Highlights & Insights

  • Cross-disciplinary Application of Game Theory and AI Safety: Introducing Peer Prediction theory from mechanism design into LLM evaluation is a noteworthy cross-domain transfer. Key insight: You don't need the "correct answer"; you only need to exploit the structural relationship between answers.
  • Deep Reason for Inverse Scaling: Strong models' answers are more informative and distinguishable, making the mutual predictability signal stronger. The "ignorance" of weak experts becomes an advantage—their predictions rely more on information provided by the source than their own capabilities.
  • Meaning of Incentive Compatibility: It penalizes not just deceptive answers, but also "under-informative" answers—models are incentivized to provide complete, informative responses. This is richer than simple "correct/incorrect" signals.
  • Practical Value of Theorem 2: Relaxing the shared prior assumption to allow models to have different "worldviews" makes the method feasible in real-world multi-model ecosystems as long as the group is sufficiently large.

Limitations & Future Work

  • Unresolved Collusion: The theory only covers unilateral deception; guarantees for collusion among multiple participants are not provided. Preliminary discussions are in the appendix but are not exhaustive.
  • Computational Overhead: The \(n^2 m\) evaluation rounds scale quadratically/linearly with the number of participants and experts, posing challenges for large-scale deployment.
  • Granularity in Free-text Evaluation: Currently, free-text answers are treated as a whole \(A_i\), without fine-grained distinction for "partially correct" cases.
  • Prior Distribution Assumption: Theorem 2 requires priors to be sampled from the same distribution, which might not hold if models have significantly different training data distributions.
  • Future Directions: Exploring collusion-resistant Peer Prediction variants; studying token-level fine-grained mutual predictability; extending the method to online RLHF training (it was only tested on offline DPO).
  • vs.

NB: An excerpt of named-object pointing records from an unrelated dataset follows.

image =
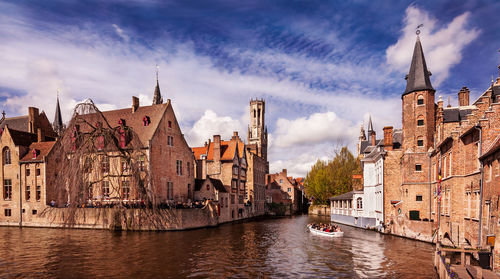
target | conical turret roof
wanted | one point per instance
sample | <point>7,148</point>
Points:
<point>419,77</point>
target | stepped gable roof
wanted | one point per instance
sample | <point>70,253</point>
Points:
<point>44,149</point>
<point>19,123</point>
<point>134,120</point>
<point>346,196</point>
<point>218,185</point>
<point>22,138</point>
<point>456,114</point>
<point>198,151</point>
<point>419,77</point>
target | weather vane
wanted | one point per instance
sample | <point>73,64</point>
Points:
<point>157,70</point>
<point>418,28</point>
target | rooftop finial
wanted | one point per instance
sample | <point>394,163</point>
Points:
<point>157,70</point>
<point>418,29</point>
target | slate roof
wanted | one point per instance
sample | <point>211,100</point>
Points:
<point>419,77</point>
<point>44,149</point>
<point>134,120</point>
<point>455,114</point>
<point>346,196</point>
<point>215,182</point>
<point>22,138</point>
<point>19,123</point>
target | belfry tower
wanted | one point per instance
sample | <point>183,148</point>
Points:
<point>257,130</point>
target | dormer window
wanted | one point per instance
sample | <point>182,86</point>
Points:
<point>146,120</point>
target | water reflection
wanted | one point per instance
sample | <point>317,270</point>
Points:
<point>280,248</point>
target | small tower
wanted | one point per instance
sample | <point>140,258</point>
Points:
<point>58,124</point>
<point>157,98</point>
<point>418,104</point>
<point>257,130</point>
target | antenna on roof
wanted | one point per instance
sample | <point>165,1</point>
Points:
<point>418,28</point>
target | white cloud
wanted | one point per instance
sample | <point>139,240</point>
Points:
<point>317,128</point>
<point>210,124</point>
<point>121,33</point>
<point>443,45</point>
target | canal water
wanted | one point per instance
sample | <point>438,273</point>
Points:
<point>271,248</point>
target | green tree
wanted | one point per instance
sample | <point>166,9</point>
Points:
<point>332,178</point>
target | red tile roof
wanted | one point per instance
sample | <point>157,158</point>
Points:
<point>133,120</point>
<point>43,149</point>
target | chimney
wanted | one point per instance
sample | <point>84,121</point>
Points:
<point>463,96</point>
<point>216,148</point>
<point>388,137</point>
<point>33,119</point>
<point>135,104</point>
<point>40,135</point>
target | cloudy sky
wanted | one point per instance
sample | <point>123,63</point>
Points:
<point>323,67</point>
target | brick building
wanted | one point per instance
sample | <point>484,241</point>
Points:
<point>21,138</point>
<point>227,162</point>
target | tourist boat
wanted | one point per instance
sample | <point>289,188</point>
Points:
<point>320,232</point>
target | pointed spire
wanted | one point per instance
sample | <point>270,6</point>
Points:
<point>157,98</point>
<point>419,77</point>
<point>370,126</point>
<point>58,124</point>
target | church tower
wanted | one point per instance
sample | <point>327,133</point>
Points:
<point>257,130</point>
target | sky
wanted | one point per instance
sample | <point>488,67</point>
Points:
<point>323,67</point>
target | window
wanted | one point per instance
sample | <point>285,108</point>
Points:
<point>170,190</point>
<point>91,192</point>
<point>27,193</point>
<point>105,164</point>
<point>100,142</point>
<point>38,193</point>
<point>179,167</point>
<point>7,189</point>
<point>142,163</point>
<point>418,167</point>
<point>6,156</point>
<point>125,190</point>
<point>105,189</point>
<point>420,100</point>
<point>359,203</point>
<point>124,164</point>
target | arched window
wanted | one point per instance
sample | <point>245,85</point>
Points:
<point>420,100</point>
<point>6,156</point>
<point>420,120</point>
<point>359,203</point>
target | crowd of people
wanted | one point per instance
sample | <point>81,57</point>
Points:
<point>325,227</point>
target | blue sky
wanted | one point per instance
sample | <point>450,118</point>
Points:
<point>322,66</point>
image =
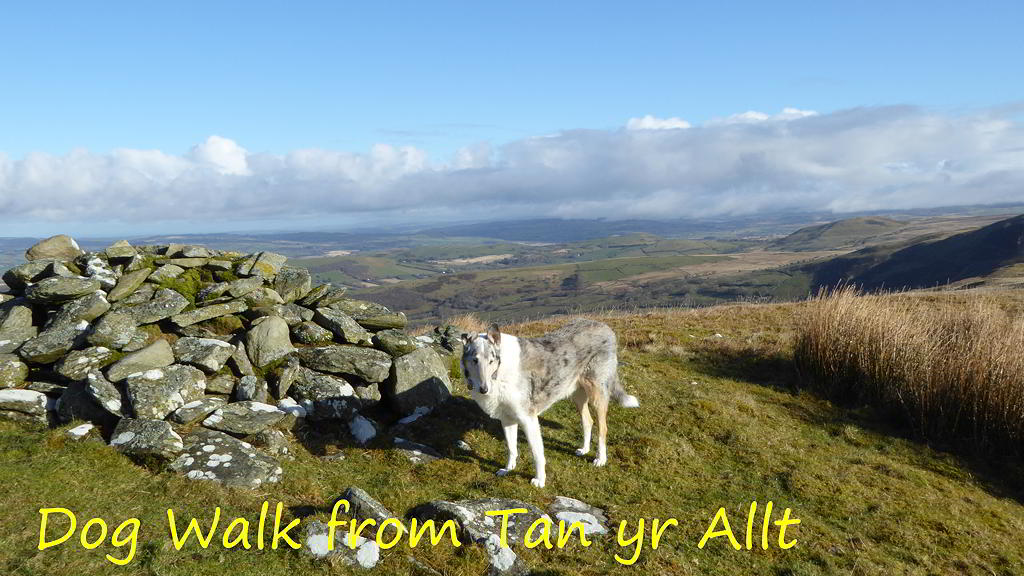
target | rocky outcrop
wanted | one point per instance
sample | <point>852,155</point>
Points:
<point>203,360</point>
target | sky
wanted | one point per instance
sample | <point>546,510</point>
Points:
<point>138,117</point>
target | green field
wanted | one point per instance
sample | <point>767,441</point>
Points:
<point>722,422</point>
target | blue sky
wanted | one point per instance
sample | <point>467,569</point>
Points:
<point>440,77</point>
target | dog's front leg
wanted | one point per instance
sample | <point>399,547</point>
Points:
<point>512,440</point>
<point>532,429</point>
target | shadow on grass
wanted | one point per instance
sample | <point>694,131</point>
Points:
<point>1000,475</point>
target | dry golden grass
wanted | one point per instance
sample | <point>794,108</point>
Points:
<point>951,365</point>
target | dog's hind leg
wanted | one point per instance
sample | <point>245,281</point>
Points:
<point>601,407</point>
<point>531,425</point>
<point>512,440</point>
<point>581,398</point>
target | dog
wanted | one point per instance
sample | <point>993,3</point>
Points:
<point>516,379</point>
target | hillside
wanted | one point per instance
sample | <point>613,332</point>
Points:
<point>720,424</point>
<point>930,261</point>
<point>841,234</point>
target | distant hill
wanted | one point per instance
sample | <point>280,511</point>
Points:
<point>841,234</point>
<point>928,261</point>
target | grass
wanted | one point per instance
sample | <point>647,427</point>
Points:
<point>950,367</point>
<point>722,422</point>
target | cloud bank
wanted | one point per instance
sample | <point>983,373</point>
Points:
<point>860,159</point>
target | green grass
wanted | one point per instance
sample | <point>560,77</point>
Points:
<point>720,424</point>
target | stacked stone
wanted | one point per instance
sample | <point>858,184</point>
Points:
<point>190,358</point>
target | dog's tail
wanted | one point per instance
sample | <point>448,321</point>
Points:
<point>625,400</point>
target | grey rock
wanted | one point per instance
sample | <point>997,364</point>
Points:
<point>282,378</point>
<point>243,286</point>
<point>209,313</point>
<point>148,442</point>
<point>219,264</point>
<point>314,294</point>
<point>472,520</point>
<point>128,284</point>
<point>210,292</point>
<point>87,307</point>
<point>206,354</point>
<point>363,429</point>
<point>12,339</point>
<point>369,364</point>
<point>216,456</point>
<point>165,303</point>
<point>366,553</point>
<point>342,326</point>
<point>570,509</point>
<point>324,397</point>
<point>82,432</point>
<point>268,341</point>
<point>364,506</point>
<point>98,269</point>
<point>53,342</point>
<point>121,251</point>
<point>221,383</point>
<point>311,333</point>
<point>241,359</point>
<point>272,442</point>
<point>105,395</point>
<point>51,389</point>
<point>263,297</point>
<point>166,272</point>
<point>196,252</point>
<point>197,410</point>
<point>183,262</point>
<point>28,402</point>
<point>293,283</point>
<point>12,371</point>
<point>34,271</point>
<point>370,315</point>
<point>143,294</point>
<point>157,355</point>
<point>266,264</point>
<point>60,289</point>
<point>24,418</point>
<point>244,417</point>
<point>77,404</point>
<point>15,315</point>
<point>334,294</point>
<point>158,392</point>
<point>61,246</point>
<point>114,330</point>
<point>251,387</point>
<point>395,342</point>
<point>418,378</point>
<point>370,395</point>
<point>77,364</point>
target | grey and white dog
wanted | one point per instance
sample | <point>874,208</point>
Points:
<point>516,379</point>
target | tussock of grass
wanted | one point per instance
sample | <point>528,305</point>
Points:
<point>708,434</point>
<point>950,366</point>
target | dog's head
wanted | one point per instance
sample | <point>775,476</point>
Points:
<point>480,359</point>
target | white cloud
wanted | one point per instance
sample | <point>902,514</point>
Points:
<point>651,123</point>
<point>860,159</point>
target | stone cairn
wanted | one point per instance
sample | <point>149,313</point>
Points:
<point>201,360</point>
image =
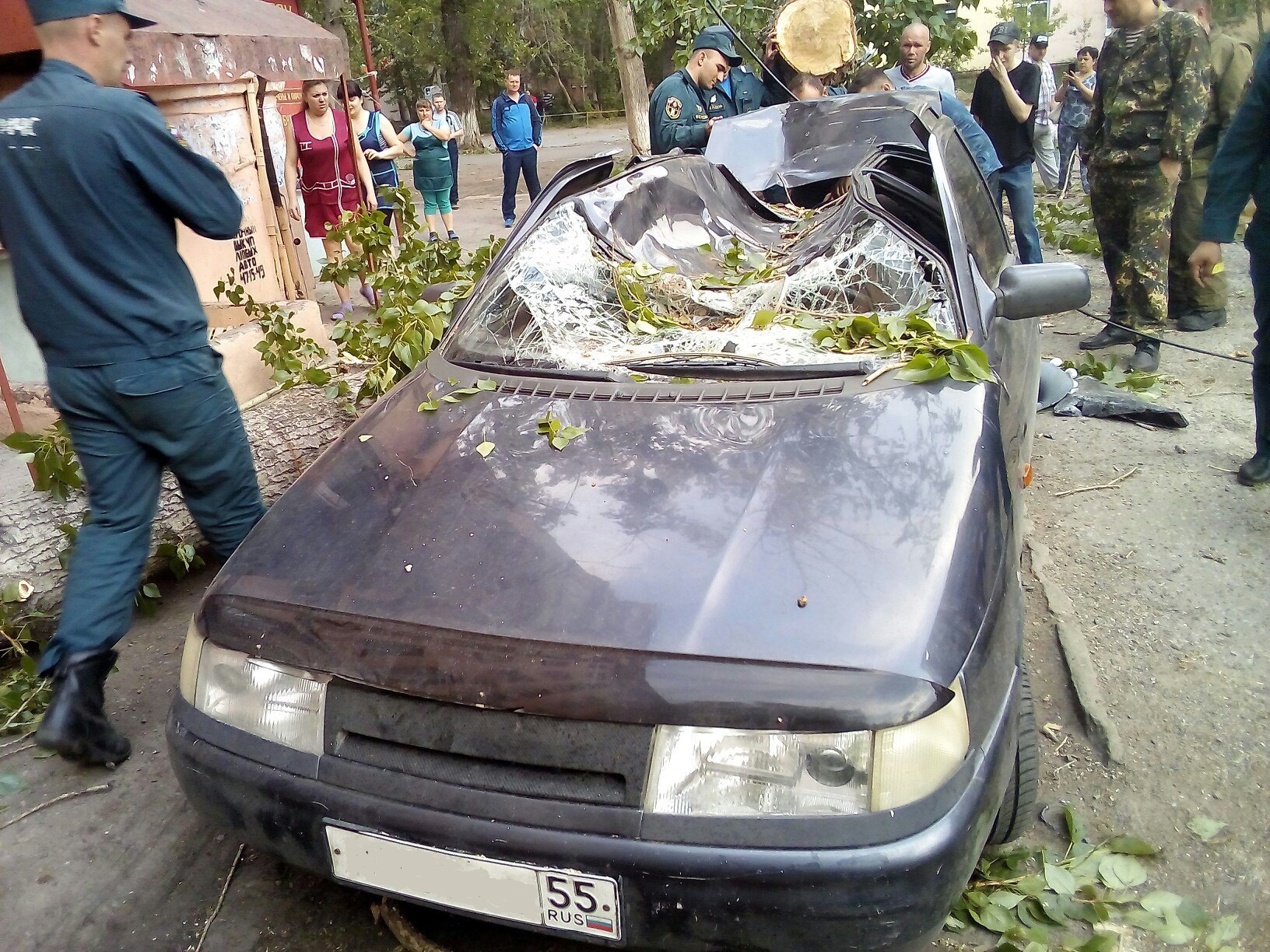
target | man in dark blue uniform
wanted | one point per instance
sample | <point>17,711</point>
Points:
<point>1241,169</point>
<point>686,104</point>
<point>92,182</point>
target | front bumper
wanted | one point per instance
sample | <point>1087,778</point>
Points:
<point>681,898</point>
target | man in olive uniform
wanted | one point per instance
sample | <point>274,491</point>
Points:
<point>685,106</point>
<point>1241,169</point>
<point>92,182</point>
<point>1195,306</point>
<point>1149,110</point>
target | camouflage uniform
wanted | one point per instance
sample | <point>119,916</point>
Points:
<point>1232,68</point>
<point>1149,104</point>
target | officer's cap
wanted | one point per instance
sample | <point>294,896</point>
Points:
<point>48,10</point>
<point>1005,32</point>
<point>717,38</point>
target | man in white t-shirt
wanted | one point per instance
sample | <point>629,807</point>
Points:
<point>1044,132</point>
<point>914,44</point>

LLM-as-a-Judge: LLM-as-a-Judge requires judges to be at least as capable as the evaluated models and is easily deceived. Peer Prediction has no such requirement, and its inverse scaling makes it stronger under weak supervision.
  • vs. Debate (Brown-Cohen et al.): Debate requires two adversarial models to challenge each other, which is structurally more complex. Peer Prediction is simpler—requiring only answer mutual predictability without adversarial interaction.
  • vs. RLHF: RLHF requires high-quality human/AI preference labels (strong supervision). Peer Prediction requires no ground-truth labels and is a truly weak-to-strong supervision method.
  • This paper provides direct inspiration for the "superalignment" direction: if future models surpass humans, Peer Prediction offers a way to evaluate honesty without needing to understand the correctness of the model's answers.

Rating

  • Novelty: ⭐⭐⭐⭐⭐ Introducing Peer Prediction to LLM evaluation is a fresh cross-domain innovation, and the discovery of inverse scaling is surprising.
  • Experimental Thoroughness: ⭐⭐⭐⭐⭐ Extensive coverage from 135M to 405B models, 85 domains, 37K+ questions, dual validation of training and evaluation, and comprehensive scaling analysis.
  • Writing Quality: ⭐⭐⭐⭐⭐ Complete logical chain from practical problems to theoretical guarantees and experimental validation; theorems and experiments are highly consistent.
  • Value: ⭐⭐⭐⭐⭐ Provided a theoretically rigorous and practical solution to the core AI safety problem of scalable oversight.